The Federal Reserve is usually very secretive. Is it possible this guy isn't a boy scout? Perhaps there is some really bad news right around the corner and the Fed wants to pretend that they are out in front of it instead of getting ambushed like last September.
+100
Elliot wavers are in the know on this one, get ready...the most violent move to date if not mistaken.
S&P - 400 ish?
Soon it will be .."Plunge protection team...where are you...we got some markets crashing...We can count on you yeah PPT, you're ready and you're buying!"(scooby doo tune) The poor longs first thinking the supposed "dip buyers" and then desperately hoping the ppt will will save their option calls!!
Turns out the PPT is SOL!!!!
Yes, SOL was the PPT today. Who's gonna be the bitch tomorrow?
Not to worry computers don't have memories and will get the buy progs ready for the dips and push the dollar down, problem solved..
move on, nothing to see or hear... market only goes up
No memories?
FLASH, ROM, RAM...whatzzat, chicken livers?
Just look out if the unemployment figures on friday are not so bad or better but I doubt it.
OK, at 2:08p buy any and all companies that are solvent. Since the list is small this should create a good impression on index observers.
The happiest, fattest, sunniest, rosiest V-recovery in the
world (Goldman, Bofa, and other extreme bulls?) has an
historical fair value of 900 SPX. So where are we if that's
not what this is going to look like? LOL
Anyone notice YRCW today? Move along, nothing to see here.
Daneric, Kenny, all those eliot wavers have been SO wrong for SO long now that it just defies the imagination. Wave C? You guys are tripping if you think they're gonna let a wave C go down after they threw all that cheddar at the market.

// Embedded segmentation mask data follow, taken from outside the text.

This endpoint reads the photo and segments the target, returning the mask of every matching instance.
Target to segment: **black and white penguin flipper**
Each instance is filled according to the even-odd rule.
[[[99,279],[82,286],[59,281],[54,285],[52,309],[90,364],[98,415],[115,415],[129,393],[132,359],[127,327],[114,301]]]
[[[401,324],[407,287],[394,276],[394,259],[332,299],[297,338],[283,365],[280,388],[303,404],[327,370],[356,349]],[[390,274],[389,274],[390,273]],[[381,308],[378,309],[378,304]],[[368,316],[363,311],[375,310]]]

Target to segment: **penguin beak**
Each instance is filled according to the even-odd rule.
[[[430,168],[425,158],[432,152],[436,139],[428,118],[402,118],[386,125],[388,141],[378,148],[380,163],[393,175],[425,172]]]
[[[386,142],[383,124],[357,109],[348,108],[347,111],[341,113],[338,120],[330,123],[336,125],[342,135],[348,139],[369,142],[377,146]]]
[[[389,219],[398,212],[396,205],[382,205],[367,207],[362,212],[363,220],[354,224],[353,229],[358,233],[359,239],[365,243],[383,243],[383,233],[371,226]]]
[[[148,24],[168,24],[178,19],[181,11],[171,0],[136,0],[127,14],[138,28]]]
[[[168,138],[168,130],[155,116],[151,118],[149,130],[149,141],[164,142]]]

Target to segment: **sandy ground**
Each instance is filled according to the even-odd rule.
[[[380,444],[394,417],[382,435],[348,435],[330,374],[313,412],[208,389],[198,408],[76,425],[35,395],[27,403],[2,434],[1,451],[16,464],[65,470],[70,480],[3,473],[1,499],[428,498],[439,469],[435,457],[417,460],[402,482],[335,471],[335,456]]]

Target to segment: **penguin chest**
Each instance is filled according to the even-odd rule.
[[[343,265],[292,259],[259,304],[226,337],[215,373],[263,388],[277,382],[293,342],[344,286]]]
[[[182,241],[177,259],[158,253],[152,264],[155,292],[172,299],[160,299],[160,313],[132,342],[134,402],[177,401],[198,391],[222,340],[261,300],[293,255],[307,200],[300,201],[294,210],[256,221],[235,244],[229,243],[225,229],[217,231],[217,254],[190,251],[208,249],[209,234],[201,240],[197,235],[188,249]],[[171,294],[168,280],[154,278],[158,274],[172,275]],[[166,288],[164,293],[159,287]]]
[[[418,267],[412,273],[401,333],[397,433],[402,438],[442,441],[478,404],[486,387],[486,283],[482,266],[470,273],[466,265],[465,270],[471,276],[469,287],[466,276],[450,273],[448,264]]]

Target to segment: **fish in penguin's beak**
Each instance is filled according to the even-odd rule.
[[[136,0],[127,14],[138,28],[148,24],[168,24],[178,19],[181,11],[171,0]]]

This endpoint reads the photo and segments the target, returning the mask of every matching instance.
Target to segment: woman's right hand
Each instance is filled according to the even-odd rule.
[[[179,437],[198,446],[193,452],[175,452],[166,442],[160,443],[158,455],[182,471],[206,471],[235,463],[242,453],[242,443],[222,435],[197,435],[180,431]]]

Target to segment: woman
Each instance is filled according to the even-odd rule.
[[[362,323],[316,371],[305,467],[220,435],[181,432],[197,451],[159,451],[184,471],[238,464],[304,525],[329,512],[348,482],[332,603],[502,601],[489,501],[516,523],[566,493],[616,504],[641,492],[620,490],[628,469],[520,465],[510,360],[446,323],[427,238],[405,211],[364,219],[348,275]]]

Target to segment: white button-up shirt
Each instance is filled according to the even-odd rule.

Good luck waiting for that Wave C.
The thing that the Fed and the banksters do NOT want to admit is that the deterioration we have experienced in RMBS and CMBS in the South and West has now begun to show up in the MidWest and Northeast formerly thought to be immune from the problems highlighted in this testimony and amplified by his comments about the problems in Metro Atlanta. The next bailouts are obvious: FHA and Farmer Mac. Once 95% of the housing finance industry is under government control, an expansion of bank regulatory authority is a given when the next down draft hits hard during the first period of major Option ARM resets in 2010.
This ball game is a long, long way from being over and until the banks that need to recognize losses are forced to do so and if need be, liquidate as a result, we are simply building cause for a larger and more dramatic collapse.
He was right "on-message" his job was to scare money away from stocks into "safe" treasuries - we have alot to sell!
Regarding Elliot Wave C? If it's not then it's still wave 5 or to paraphrase Prechter, "if it's not this then it's that" .... substitute wave counts and go to the top of the page again.
Remember, using this philosophy, you are always right at some point. You just don't reflect on the 99.9% error calls.